At the end of the discussion, the majority of students agreed that the moon landing was much less complex.
Where Does This Leave Us?
One of the students asked, “How long do we weigh the pros and cons and argue about how much to invest and where? How long does an idea ruminate in a think tank before it becomes relevant to the very people it aims to help?”
We refuse to accept a policy scenario in which investment decisions are set on guesses, hunches, political whims, or opinions. New data sets and analytic approaches should yield more precision, and those efforts could potentially have impact worthy of a Nobel Prize in medicine or economics.
Despite the slow progress, we are asking the optimal-balance-of-investments question more often, and answers are beginning to emerge. New disciplines are attacking the problem from a systems science perspective. Bobby Milstein and colleagues, for example, asked “Which priorities for health and well?being stand out after accounting for tangled threats and costs?” and found that “poverty reduction and social support were the most highly ranked interventions for all outcomes in all counties. Interventions affecting smoking, addiction, routine care, health insurance, violent crime, and youth education also were important contributors to some outcomes.”

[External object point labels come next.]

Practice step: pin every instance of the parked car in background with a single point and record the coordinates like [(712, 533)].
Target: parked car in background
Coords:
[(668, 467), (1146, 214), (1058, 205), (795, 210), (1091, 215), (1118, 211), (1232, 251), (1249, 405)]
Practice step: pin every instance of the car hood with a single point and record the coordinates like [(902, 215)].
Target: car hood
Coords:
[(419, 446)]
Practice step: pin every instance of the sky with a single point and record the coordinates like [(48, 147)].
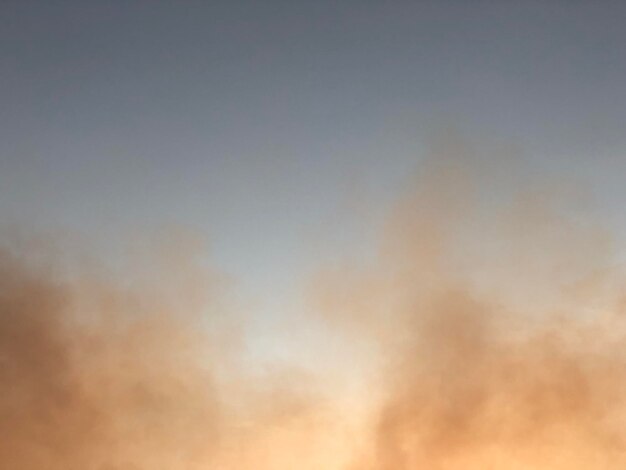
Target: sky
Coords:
[(282, 131), (387, 235)]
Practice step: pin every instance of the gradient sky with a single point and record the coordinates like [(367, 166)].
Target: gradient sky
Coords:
[(264, 125)]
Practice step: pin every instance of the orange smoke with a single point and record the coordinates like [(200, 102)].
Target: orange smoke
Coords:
[(492, 317), (499, 317)]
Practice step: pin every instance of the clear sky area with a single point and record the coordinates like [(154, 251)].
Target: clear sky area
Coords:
[(285, 135)]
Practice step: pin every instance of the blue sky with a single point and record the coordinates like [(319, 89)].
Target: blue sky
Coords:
[(268, 127)]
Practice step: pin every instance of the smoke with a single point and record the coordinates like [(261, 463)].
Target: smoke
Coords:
[(97, 374), (139, 367), (488, 324), (498, 315)]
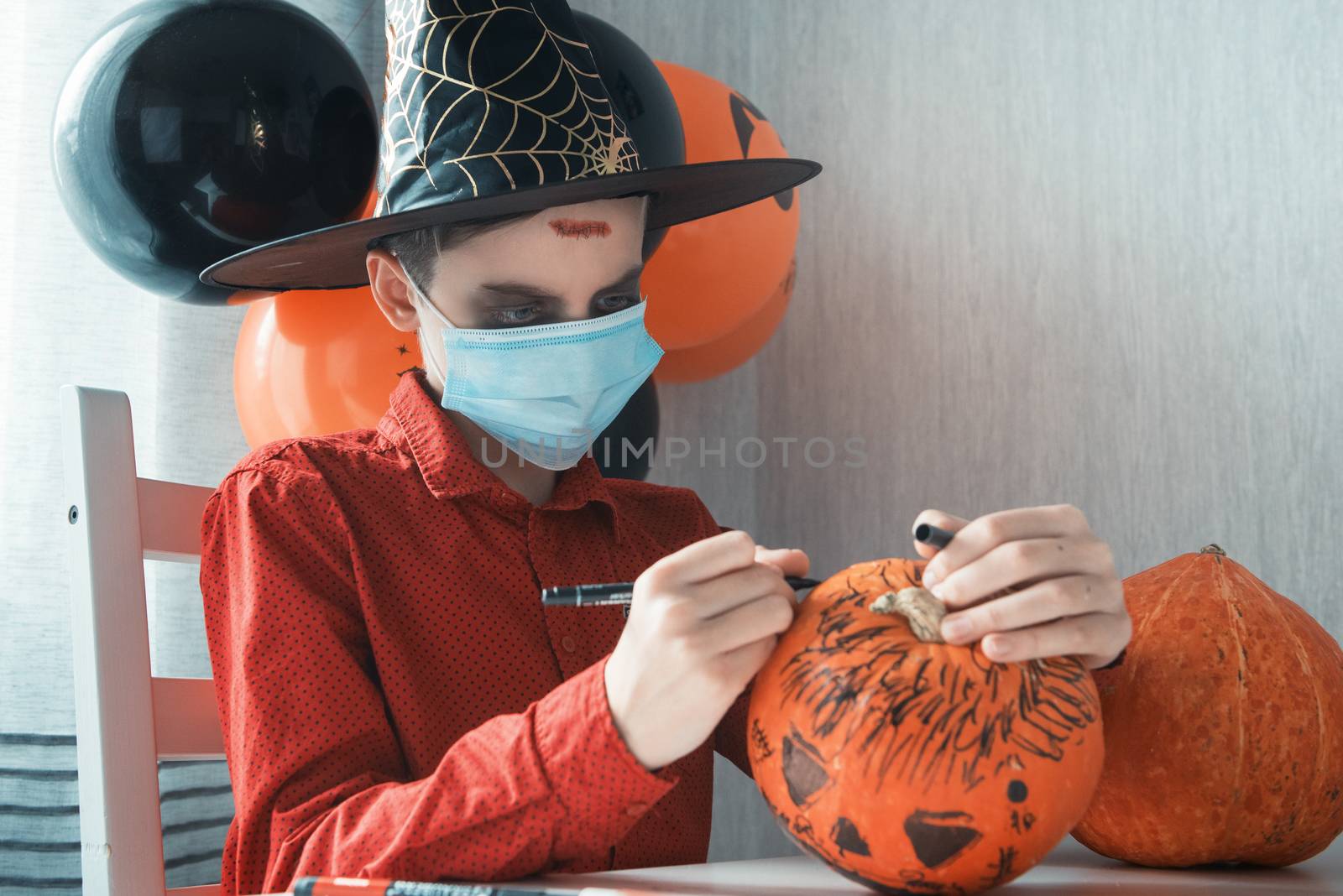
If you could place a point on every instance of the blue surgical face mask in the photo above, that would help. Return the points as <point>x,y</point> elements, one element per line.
<point>546,391</point>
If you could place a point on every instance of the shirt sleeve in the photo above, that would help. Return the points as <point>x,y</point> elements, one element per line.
<point>729,737</point>
<point>320,782</point>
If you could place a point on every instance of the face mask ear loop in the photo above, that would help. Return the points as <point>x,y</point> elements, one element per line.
<point>420,331</point>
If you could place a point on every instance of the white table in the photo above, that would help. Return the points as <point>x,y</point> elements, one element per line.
<point>1071,869</point>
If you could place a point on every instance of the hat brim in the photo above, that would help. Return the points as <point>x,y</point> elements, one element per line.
<point>332,258</point>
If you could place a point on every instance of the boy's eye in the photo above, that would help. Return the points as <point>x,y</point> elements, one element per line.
<point>514,317</point>
<point>615,302</point>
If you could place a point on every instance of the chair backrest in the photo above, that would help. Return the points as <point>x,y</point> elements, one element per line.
<point>125,718</point>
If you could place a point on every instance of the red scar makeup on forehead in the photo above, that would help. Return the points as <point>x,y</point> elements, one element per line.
<point>575,228</point>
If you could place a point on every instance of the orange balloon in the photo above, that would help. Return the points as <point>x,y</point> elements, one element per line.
<point>711,275</point>
<point>317,361</point>
<point>723,354</point>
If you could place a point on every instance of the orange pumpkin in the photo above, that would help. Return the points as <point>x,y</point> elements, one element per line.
<point>912,765</point>
<point>1224,726</point>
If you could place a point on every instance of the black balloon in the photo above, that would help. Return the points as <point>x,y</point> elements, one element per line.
<point>641,96</point>
<point>192,129</point>
<point>624,448</point>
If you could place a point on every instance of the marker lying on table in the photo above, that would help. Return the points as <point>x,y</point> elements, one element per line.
<point>624,591</point>
<point>379,887</point>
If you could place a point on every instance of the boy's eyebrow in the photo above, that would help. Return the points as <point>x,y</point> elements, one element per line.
<point>537,293</point>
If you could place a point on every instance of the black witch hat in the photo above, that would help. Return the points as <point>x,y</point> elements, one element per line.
<point>496,107</point>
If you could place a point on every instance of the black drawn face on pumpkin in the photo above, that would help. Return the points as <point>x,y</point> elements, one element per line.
<point>940,732</point>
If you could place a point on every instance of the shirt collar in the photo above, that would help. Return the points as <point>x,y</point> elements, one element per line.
<point>416,425</point>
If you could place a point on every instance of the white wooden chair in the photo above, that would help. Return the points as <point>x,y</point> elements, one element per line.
<point>125,718</point>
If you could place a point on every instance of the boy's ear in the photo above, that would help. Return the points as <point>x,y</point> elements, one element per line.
<point>391,290</point>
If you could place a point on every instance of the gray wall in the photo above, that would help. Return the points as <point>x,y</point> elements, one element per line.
<point>1061,251</point>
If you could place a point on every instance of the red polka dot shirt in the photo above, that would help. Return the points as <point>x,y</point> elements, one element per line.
<point>395,699</point>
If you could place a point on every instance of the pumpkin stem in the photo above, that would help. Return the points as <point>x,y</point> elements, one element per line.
<point>917,605</point>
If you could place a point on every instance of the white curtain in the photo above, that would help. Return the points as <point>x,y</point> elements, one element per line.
<point>66,317</point>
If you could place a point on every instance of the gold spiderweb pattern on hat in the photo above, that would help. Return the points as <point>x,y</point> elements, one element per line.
<point>474,90</point>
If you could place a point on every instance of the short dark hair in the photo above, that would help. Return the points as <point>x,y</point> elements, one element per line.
<point>418,250</point>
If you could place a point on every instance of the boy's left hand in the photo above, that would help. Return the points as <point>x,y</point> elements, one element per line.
<point>1031,582</point>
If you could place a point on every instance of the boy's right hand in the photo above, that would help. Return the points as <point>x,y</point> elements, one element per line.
<point>703,622</point>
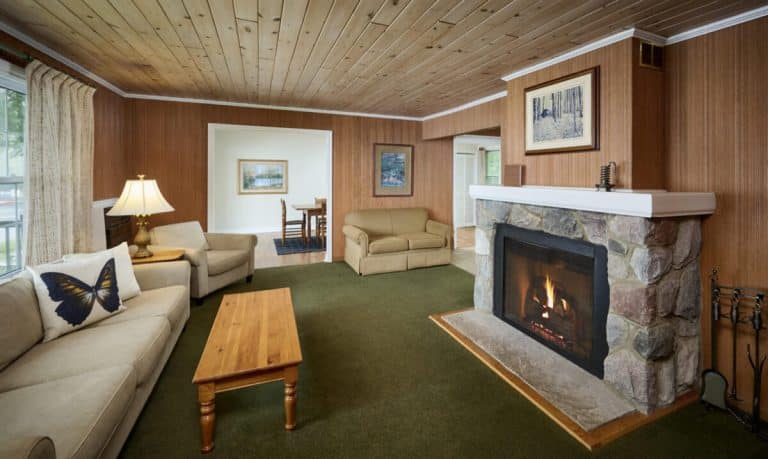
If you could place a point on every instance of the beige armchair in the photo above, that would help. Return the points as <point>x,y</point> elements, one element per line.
<point>217,259</point>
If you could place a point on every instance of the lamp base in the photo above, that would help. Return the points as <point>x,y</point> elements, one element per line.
<point>142,238</point>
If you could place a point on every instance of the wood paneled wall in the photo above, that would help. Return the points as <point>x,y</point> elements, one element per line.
<point>625,107</point>
<point>717,140</point>
<point>168,142</point>
<point>110,163</point>
<point>478,118</point>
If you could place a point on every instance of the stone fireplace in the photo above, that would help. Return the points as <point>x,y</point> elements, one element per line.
<point>617,294</point>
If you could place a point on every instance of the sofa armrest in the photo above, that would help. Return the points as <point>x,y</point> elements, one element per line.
<point>224,241</point>
<point>157,275</point>
<point>28,446</point>
<point>357,235</point>
<point>440,229</point>
<point>195,257</point>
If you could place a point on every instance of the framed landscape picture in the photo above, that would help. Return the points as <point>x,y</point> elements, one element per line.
<point>262,176</point>
<point>392,170</point>
<point>562,115</point>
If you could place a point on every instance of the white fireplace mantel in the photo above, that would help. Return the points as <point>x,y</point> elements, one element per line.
<point>653,203</point>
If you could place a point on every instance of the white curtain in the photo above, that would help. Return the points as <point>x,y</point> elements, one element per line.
<point>59,191</point>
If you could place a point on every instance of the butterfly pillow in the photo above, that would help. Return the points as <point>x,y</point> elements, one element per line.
<point>73,294</point>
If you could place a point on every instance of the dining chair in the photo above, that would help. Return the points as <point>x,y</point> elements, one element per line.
<point>291,228</point>
<point>321,220</point>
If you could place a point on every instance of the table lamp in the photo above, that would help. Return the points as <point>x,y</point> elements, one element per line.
<point>141,198</point>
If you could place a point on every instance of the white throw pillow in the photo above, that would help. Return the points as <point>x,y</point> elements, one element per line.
<point>126,278</point>
<point>75,293</point>
<point>188,235</point>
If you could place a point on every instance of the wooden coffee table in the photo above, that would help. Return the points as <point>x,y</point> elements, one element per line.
<point>253,341</point>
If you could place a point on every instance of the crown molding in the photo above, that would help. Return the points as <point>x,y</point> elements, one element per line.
<point>269,107</point>
<point>633,32</point>
<point>719,25</point>
<point>461,107</point>
<point>601,43</point>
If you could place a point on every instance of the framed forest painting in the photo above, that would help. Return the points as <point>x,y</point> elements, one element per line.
<point>562,115</point>
<point>392,170</point>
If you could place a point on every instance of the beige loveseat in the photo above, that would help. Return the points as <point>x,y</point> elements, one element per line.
<point>217,259</point>
<point>79,395</point>
<point>387,240</point>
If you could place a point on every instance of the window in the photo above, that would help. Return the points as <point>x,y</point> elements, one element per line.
<point>12,113</point>
<point>493,167</point>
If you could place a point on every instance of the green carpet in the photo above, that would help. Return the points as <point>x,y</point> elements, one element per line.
<point>379,379</point>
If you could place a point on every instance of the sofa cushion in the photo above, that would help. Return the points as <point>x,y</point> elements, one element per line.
<point>221,261</point>
<point>139,343</point>
<point>409,220</point>
<point>423,240</point>
<point>387,244</point>
<point>375,222</point>
<point>188,235</point>
<point>170,302</point>
<point>79,412</point>
<point>21,326</point>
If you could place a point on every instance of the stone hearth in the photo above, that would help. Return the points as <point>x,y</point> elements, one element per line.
<point>653,328</point>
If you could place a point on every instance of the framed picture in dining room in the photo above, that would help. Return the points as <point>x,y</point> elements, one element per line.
<point>392,170</point>
<point>262,176</point>
<point>562,115</point>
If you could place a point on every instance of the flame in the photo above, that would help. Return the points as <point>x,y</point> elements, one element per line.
<point>549,286</point>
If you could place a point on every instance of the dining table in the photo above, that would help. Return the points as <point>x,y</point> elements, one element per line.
<point>309,211</point>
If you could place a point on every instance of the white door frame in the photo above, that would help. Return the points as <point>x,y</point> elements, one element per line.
<point>213,127</point>
<point>483,140</point>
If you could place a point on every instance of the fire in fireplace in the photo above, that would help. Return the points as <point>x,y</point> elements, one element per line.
<point>555,290</point>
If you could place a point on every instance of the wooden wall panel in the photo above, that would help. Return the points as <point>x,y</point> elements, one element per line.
<point>717,140</point>
<point>478,118</point>
<point>110,167</point>
<point>578,168</point>
<point>648,131</point>
<point>169,142</point>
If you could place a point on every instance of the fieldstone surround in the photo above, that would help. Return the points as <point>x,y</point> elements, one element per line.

Following this class, we reached out to Gregory Stoddart and invited him to join us in writing this piece. He declined, citing his satisfying retirement from McMaster University, but did send this email message: “Although as you know I think that the fantasy equation may be unsolvable, that doesn’t mean that we don’t know which directions to reallocate resources. The concept of marginal returns can and should guide us here, even in rough orders of magnitude. We don’t require precision to help more people be healthy or to be more equitable.”
In other words, robust estimates of directions and orders of magnitude may be just as important in serving decision makers as precise but unreliable findings. In a clinical research context, John Mullahy and colleagues described this challenge this way: “If the considerable investment in turning discovery into health is to pay off, then understanding when research efforts do and do not yield complete discovery is essential. When research falls short of yielding complete discovery, the fact that it may partially identify magnitudes of interest should be celebrated, not bemoaned.”
With all that said, there remains an equally pressing step in solving “the” fantasy equation—whether fully or partially. That is to investigate what kinds of information about these cause-effect relationships are actually useful to know. A valuable concrete step in this direction would be to engage real-world decision makers to learn what sort of information about population health causes and effects would be most valuable in shaping policy and practice.
George Box wrote famously that “all models are wrong, but some are useful.” The task at hand is to determine decision makers’ willingness to trade off “right” for “useful.” We speculate that many will tolerate a reasonable degree of imprecision. Knowing this should usefully guide the next generation of population health research about the fantasy equation.
We appreciate the contributions of students from the fall 2021 class “Introduction to Population Health” PHS 795 University of Wisconsin Madison School of Medicine and Public Health.